“At my age, one must ration one’s excitement." |
I'm no Anglophile, so Downton Abbey the series wasn't something I felt an immediate need to view. I believe it was well after the second season had premiered in the U.S. that I, on a rainy day, decided I needed something suitable to watch while cozying up with some tea and knitting, and binged the first season on Netflix.
It was easy to get sucked in. It certainly looked like a stodgy PBS Masterpiece Theater series, but it was a pure soap opera at its heart, complete with tropes like treachery, sibling rivalry, and illicit sex. By the third episode, when Lady Mary's (Michelle Dockery) super vagina killed a Turkish diplomat, I knew I'd follow this show wherever it went.

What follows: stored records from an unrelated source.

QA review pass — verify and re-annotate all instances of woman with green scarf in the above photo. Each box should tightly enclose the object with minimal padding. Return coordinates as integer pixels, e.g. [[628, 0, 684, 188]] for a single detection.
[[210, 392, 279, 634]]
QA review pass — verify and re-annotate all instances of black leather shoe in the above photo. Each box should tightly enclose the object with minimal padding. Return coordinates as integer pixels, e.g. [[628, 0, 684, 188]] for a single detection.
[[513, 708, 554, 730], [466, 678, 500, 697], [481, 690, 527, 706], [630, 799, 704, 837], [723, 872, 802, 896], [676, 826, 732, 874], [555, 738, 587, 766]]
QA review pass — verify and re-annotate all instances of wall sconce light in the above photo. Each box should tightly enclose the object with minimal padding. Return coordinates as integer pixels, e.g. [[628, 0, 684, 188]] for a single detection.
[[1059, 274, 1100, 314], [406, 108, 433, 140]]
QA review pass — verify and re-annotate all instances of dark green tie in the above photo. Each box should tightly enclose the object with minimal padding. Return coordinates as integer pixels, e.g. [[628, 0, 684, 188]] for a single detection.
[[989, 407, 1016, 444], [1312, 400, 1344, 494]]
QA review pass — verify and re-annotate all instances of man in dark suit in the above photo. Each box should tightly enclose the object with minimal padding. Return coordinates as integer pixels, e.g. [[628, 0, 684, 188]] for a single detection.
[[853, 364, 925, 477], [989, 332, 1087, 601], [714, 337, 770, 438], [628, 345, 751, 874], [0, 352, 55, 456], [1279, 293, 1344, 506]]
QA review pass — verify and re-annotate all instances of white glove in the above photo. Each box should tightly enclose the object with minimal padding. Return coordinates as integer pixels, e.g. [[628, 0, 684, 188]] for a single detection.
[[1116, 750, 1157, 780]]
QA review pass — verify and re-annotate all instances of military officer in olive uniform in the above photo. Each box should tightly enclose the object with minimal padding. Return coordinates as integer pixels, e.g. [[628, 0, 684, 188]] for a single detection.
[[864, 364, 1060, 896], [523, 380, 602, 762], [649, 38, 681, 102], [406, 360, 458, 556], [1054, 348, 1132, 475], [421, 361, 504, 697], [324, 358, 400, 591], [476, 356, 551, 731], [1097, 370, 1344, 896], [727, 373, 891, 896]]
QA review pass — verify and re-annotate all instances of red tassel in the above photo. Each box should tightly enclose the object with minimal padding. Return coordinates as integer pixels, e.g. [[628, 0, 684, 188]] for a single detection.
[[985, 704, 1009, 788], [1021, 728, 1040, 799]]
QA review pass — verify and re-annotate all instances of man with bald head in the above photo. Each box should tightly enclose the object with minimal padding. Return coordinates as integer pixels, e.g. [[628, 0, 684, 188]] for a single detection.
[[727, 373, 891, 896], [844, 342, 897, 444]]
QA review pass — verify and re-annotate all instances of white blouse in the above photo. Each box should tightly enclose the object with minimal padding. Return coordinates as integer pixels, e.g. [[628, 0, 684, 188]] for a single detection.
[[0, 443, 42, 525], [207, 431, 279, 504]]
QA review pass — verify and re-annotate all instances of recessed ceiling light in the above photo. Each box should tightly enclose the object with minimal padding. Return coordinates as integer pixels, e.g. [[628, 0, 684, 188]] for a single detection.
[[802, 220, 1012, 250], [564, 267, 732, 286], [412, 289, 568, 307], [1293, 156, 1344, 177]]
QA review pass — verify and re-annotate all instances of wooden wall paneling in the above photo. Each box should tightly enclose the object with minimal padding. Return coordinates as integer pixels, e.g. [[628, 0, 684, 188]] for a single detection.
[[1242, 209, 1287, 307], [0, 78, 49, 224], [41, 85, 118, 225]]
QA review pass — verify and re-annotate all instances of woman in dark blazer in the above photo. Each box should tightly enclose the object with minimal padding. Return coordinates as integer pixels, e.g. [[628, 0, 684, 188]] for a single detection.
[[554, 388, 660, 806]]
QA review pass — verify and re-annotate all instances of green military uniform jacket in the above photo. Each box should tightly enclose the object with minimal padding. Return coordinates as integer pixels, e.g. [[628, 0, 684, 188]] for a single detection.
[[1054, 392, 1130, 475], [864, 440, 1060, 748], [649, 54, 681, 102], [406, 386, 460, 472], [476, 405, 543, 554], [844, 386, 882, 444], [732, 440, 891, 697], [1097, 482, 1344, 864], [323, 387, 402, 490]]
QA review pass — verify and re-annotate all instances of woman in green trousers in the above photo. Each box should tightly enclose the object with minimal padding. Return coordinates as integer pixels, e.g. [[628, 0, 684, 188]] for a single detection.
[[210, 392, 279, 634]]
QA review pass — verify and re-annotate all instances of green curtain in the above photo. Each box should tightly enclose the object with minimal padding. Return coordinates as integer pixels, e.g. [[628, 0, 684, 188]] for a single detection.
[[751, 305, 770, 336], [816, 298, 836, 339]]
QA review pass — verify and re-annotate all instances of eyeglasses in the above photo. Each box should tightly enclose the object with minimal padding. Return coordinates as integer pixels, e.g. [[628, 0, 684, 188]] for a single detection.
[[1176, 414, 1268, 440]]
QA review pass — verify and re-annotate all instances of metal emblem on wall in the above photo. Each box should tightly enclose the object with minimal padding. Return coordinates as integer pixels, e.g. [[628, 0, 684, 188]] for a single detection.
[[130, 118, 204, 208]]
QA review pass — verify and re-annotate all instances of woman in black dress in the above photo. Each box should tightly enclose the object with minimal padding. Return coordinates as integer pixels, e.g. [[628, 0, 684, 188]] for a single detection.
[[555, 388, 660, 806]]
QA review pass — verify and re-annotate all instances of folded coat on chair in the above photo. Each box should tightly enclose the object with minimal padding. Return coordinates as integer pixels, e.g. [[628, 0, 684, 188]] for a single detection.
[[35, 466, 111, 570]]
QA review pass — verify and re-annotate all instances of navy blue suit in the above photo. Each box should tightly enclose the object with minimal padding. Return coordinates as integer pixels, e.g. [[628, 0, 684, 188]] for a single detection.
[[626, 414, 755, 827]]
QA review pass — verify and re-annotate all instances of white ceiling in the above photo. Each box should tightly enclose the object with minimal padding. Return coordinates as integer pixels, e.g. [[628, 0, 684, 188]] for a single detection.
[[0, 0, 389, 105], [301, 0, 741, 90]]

And it went to some pretty stupid places! Miraculous paralysis recovery! Imposter cousins! Pointless murder trials! The introduction of Lady "Scrappy Doo" Rose (Lily James)! Downton Abbey may have presented as posh, but it was actually the best kind of trash, at its heart merely a fantasy predicated on the fairy tale notion that the English aristocracy were benevolent and loving, and their devoted servants wanted nothing more than to please them. Forever.
And it may very well go on forever, if the hints laid out by Downton Abbey the movie are any indication. I'm sure existing fans will have no problem with that, but I find it hard to believe anyone who hasn't seen the show will have any burning desire to see this movie. Which isn't to say it's inaccessible--the royal visit plotline is simple enough--but I can't imagine a newcomer giving a flying fig about the developing romances of characters who only get about 15 minutes of screentime.
And that's a general problem when you spin off a movie from a TV show. Somehow you've got to convey years of character development into two hours for those who are just coming aboard. This shorthand can thus reduce a character to their most identifiable trait--which is often their most annoying. (Looking at you, sour Mary.)
Taking place mere years after the series finale, the story finds things at Downton pretty much where we left them, though some characters have inexplicably returned after making a big show of leaving. (Daisy (Sophie McShera) is back in the kitchen, and Tom Branson (Allen Leech) has apparently given up on that new start in America.) A letter informs the Earl of Grantham (Hugh Bonneville) the King and Queen will be touring Yorkshire, and they plan to stay overnight at Downton. I guess that's how the royals make a reservation.
(I had no idea who the King of England was in 1927, and it's never explicitly stated in the film--and why should it? I am sure the majority of Downton fans know this stuff. Still, I had to look it up. It was King George V and Queen Mary, grandparents of the current Queen Elizabeth.)
This news of course sends both upstairs and downstairs into a tizzy. Will the staff actually be able to serve the King and Queen? Or will they be cook-blocked by the royal entourage? Will Irish Tom be able to control himself in front of the royals? Will Edith's (Laura Carmichael) dress arrive in time for the ball? This is the kind of drama all Downtown Abbey fans have come to expect.
Also expected and delivered: lots of period costume porn; plenty of fancy food porn; and of course the ever present interior design porn that is Downton Abbey itself. The transfer from television to the cinema has its advantages. There are some nice aerial shots, and the big screen can better convey the sheer size and grandeur of Downton Abbey. And yet, the movie still feels like a television episode, albeit perhaps more like one of the series's standalone "Christmas specials." Scenes rarely last more than a few minutes, with a constant need to pop between the many character's and personal dramas.
This means that, as always, there's never enough time spent with Maggie Smith's Dowager Countess, the comedic heart of the series, and really the only thing that has remained consistently entertaining throughout its whole run. She and Isobel Crawley (Penelope Whilton) continue to toss the kinds of pointed barbs that can only be shared by people who actually love and respect each other. (Comparisons to both Machiavelli and Caligula are made of each other, over after dinner port in the drawing room. Downton Abbey in a nutshell.) If turning the show into a movie garners Smith an Oscar for the same role she won an Emmy for--twice!--then it will have been worth it.